French Renaissance art gets royal treatment in US
Saturday 05 March 2011
Early French Renaissance art receives the royal treatment in the first major US exhibit devoted to the period which opened this week at the Art Institute of Chicago.
First shown in Paris, the exhibit provides a rare glimpse of the period in which late Gothic exuberance was influenced by the energy and harmony of the Renaissance.
The collection of nearly 120 exquisite objects - including stained glass, tapestries, altarpieces, sculptures and illuminated manuscripts - features art produced around 1500.
It was a dynamic period in which France entered an age of rapid expansion and creative energy as two young kings - Charles VIII and Louis XII - pursued dynastic claims and dreams of glory.
The exhibit was organized jointly by the Art Institute and the Reunion des Musées Nationaux and includes treasures loaned from dozens of museums and private collections in Europe and the United States.
"It's the result of a years of research which shows that the art at the end of the Middle Ages and the art of the early Renaissance are not in opposition, but that there is a very significant continuity," said Jean-Paul Cluzel, president of the Reunion des Musées Nationaux and the Grand Palais.
"We are still in a period of profoundly religious art, but it is an art that at the same time is aesthetically ready to be part of the Renaissance."
The work incorporates the "extremely elaborate and delicate aesthetic" of the Renaissance, but has not yet adopted the humanistic philosophy and is still focused on the relationship between man and God, Cluzel told AFP.

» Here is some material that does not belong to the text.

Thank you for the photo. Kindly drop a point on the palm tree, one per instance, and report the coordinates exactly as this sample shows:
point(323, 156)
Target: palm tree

One of the highlights of the exhibit is the golden vessel which held the heart of Anne of Brittany, who was twice crowned queen of France but asked that her heart be buried with her parents in Nantes while her body was buried in the French royal tomb at Saint-Denis.
It also includes a rare loan of Leonardo da Vinci's "Madonna of the Yarnwinder," portraits and devotional paintings by Jean Hey, known as the Master of Moulins, and a remarkable heart-shaped stained glass "The Virgin in Glory" from the Cathedral of Notre Dame in Moulins.
"This exhibition presents wonderful, precious objects that allow you to enter a sort of magical world of faith," said Martha Wolff, curator of the exhibition for the Art Institute of Chicago.
"This is a wide world of art that was conceived by really creative geniuses."
The exhibit, "Kings, Queens and Courtiers: Art in Early Renaissance France," runs through May 30.